I’m very confused by this whole crusade of yours. What does “defense in depth” mean formally? I can’t help but read it as “arbitrary extra steps of questionable value”. There are likely many such steps that could be added to any cryptographic protocol. It’s unclear to me the value of any of them.

Does hashing yield a tighter advantage bound anywhere? Or can we quantify the benefit of additional computation here in any way? If not, then why should we consider adding in arbitrary steps of questionable value? 

I’m also deeply confused by your references to the approx SIVP reduction. Has this been used for ML-KEM? Note that by this I mean the concrete question of whether

1. Approx SIVP has been worst-case cryptanalyzed, and then
2. The estimates from that worst-case cryptanalysis have been shoved through such a reduction, and then
3. The resulting parameters were used for ML-KEM. 

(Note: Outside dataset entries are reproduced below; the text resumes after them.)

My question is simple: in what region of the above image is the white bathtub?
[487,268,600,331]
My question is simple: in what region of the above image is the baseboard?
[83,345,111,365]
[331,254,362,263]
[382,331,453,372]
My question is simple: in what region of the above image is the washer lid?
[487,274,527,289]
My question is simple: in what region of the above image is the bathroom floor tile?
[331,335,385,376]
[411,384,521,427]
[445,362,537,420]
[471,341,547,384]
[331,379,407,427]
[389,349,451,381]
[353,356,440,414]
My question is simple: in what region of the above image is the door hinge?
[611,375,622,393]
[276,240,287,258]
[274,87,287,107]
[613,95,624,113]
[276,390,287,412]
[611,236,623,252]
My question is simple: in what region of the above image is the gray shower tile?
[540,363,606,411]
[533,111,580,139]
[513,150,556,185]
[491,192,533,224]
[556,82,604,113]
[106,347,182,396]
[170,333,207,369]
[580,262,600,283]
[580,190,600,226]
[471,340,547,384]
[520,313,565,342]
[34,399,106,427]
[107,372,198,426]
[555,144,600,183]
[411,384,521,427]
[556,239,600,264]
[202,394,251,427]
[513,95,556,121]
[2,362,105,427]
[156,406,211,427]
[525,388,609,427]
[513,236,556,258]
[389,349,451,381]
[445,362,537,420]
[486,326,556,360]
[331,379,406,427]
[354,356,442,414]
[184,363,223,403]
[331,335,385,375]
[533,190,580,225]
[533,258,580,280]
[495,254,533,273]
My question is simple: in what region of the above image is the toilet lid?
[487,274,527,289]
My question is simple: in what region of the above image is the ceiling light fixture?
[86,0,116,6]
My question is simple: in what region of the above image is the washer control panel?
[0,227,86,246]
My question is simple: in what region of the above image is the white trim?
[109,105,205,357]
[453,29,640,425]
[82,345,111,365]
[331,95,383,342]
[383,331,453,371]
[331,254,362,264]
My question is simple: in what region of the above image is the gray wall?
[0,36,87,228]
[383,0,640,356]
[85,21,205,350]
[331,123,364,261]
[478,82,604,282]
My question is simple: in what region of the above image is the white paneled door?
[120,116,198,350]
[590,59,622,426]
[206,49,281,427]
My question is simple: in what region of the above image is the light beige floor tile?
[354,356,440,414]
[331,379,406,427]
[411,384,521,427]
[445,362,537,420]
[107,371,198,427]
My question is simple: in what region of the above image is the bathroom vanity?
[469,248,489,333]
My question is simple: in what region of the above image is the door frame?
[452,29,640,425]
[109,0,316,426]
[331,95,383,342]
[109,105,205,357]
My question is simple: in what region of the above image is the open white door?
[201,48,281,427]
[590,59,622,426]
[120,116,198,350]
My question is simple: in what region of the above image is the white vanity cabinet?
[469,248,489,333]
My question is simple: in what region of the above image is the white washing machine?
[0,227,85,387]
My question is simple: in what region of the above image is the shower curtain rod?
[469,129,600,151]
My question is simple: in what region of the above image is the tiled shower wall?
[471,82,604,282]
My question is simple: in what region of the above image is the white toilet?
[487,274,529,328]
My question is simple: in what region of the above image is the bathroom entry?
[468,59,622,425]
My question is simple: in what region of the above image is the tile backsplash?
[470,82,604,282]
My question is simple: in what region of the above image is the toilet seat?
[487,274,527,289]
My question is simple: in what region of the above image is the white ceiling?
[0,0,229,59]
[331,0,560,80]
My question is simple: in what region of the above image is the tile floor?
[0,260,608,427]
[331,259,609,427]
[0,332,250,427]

If this happened, and the reduction was highly non-tight, the resulting ML-KEM instance could be easily attacked. That would be concerning. 

Fortunately, it never happened. So I do not see why we should care. Even if we had a tight reduction, it’s not clear what the worst case hard instances of approx SIVP look like outside of the NP hard regime. So we probably would need to average case cryptanalyze it anyway. And then what’s the point?

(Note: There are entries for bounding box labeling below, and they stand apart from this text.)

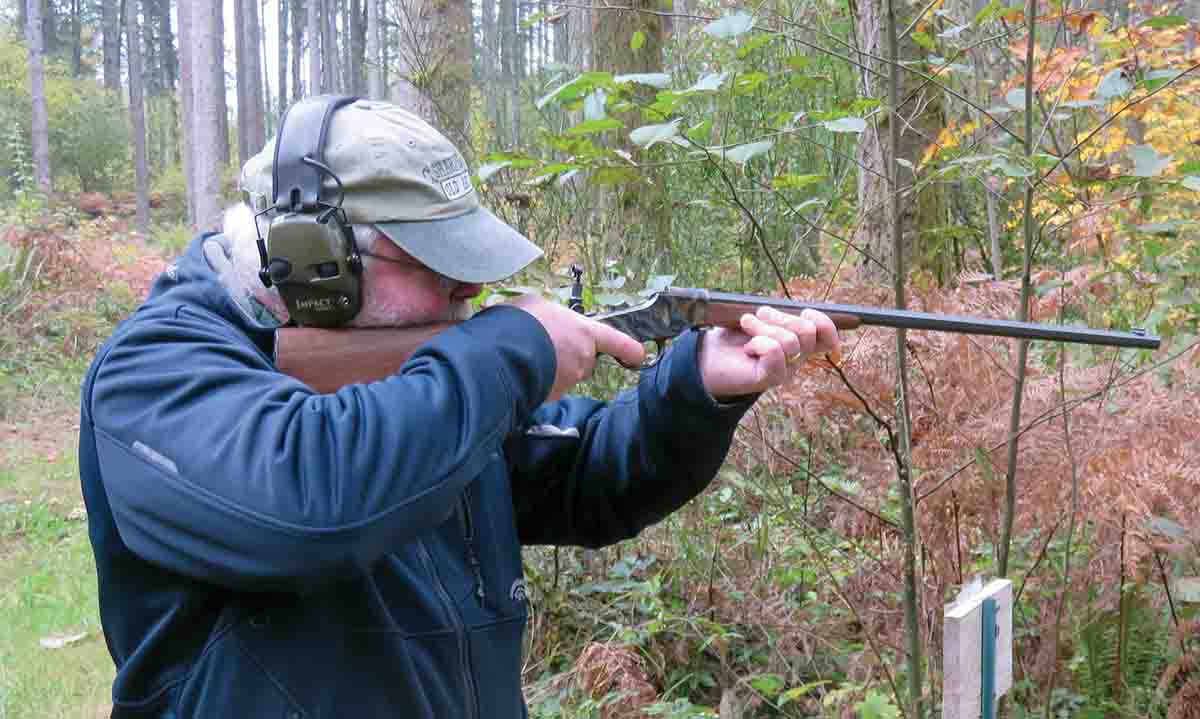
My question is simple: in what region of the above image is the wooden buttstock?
[275,323,452,394]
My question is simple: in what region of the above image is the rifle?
[275,280,1160,393]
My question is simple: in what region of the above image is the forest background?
[0,0,1200,719]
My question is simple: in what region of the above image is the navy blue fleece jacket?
[79,236,746,719]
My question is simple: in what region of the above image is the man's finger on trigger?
[803,310,840,352]
[592,322,646,367]
[743,335,786,358]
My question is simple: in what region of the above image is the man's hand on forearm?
[700,307,839,401]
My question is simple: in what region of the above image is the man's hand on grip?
[510,295,646,400]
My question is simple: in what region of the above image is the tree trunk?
[213,2,232,165]
[176,2,197,228]
[234,0,266,166]
[391,0,437,124]
[190,2,228,232]
[479,0,502,127]
[234,0,250,167]
[291,0,304,100]
[592,0,671,266]
[25,0,53,196]
[100,0,121,92]
[496,0,521,148]
[320,0,342,92]
[349,0,367,95]
[853,0,953,281]
[275,0,289,114]
[40,0,57,58]
[71,0,83,77]
[424,0,474,144]
[305,0,329,95]
[158,0,180,166]
[125,0,150,233]
[366,0,385,100]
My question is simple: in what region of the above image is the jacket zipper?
[458,487,487,606]
[416,540,479,719]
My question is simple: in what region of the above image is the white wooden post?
[942,580,1013,719]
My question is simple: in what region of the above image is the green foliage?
[0,40,132,192]
[1070,586,1168,711]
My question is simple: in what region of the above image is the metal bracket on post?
[942,580,1013,719]
[979,598,998,719]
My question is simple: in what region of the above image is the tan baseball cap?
[240,100,541,282]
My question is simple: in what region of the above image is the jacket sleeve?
[84,307,554,592]
[506,332,754,547]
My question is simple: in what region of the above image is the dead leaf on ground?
[37,631,88,649]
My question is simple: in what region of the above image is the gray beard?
[349,293,474,328]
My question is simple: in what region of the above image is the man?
[79,101,838,718]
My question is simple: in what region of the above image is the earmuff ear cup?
[266,212,362,326]
[260,95,362,326]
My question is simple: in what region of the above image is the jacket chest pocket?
[178,617,311,719]
[448,472,526,617]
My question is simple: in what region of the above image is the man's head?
[241,100,541,324]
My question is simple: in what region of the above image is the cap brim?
[376,208,541,282]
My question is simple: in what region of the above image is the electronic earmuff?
[254,95,362,326]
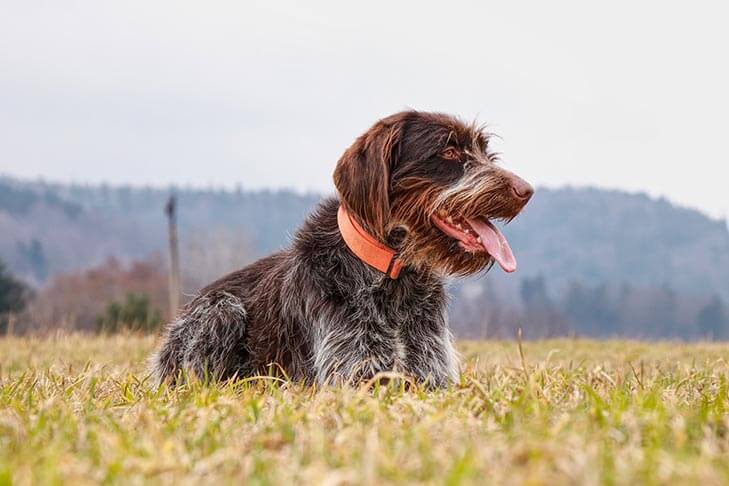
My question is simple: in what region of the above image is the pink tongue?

Note that if for some reason you have a personal predilection for worst-case hardness, there are reductions of improved tightness by Aggarwal et al. 

Again, I do not think any of this discussion is relevant to this mailing list. But to the extent to which it is being discussed, it is out of date with the current literature. 

Sent from my iPhone

On Jul 13, 2026, at 4:16 PM, Jacob Appelbaum <[email protected]> wrote:

Hi Paul,

On 7/13/26 17:02, Paul Wouters wrote:
On Mon, 13 Jul 2026, Jacob Appelbaum wrote:
It is not a red herring against pure ML-KEM. ML-KEM is not broken.
I'm glad to hear you think this,

Yes. My objection is not that ML-KEM's lattice problem is broken. I have
not claimed there is a backdoor but my statements were twisted in any case.

I do worry about some of the provable security claims. For example,
Neal Koblitz, Subhabrata Samajder, Palash Sarkar, and Subhadip Singha's
2022 paper [0] says in its abstract:

 "We give a concrete analysis of this multi-step reduction. We find
  that the tightness gap in the reduction is so great as to vitiate
  any meaningful security guarantee, and we find reasons to doubt the
  feasibility in the foreseeable future of the quantum part of the
  reduction. In addition, when we make the reduction concrete it
  appears that the approximation factor in the SIVP problem is far
  larger than expected, a circumstance that causes the corresponding
  approximate-SIVP problem most likely not to be hard for proposed
  cryptosystem parameters.
  We also discuss implications for systems such as Kyber and SABER that
  are based on module-DLWE."

I would be interested to know whether the authors have changed their
minds, or whether their analysis received a published response that
addresses the core concerns of the 2022 paper. People involved with
NIST's PQC process know about this paper and I do not believe that they
have ever addressed it. Literature about this is most welcome.

Again, I am not claiming that ML-KEM lattice security is practically
broken, and I am not making a negative lattice-security claim here. I am
saying that the proof landscape does not make me _more_ comfortable with
removing a very simple defense-in-depth strategy that survived
three NIST PQC rounds, that was added to address this type of issue, and
yet the removal was not identified as a security problem.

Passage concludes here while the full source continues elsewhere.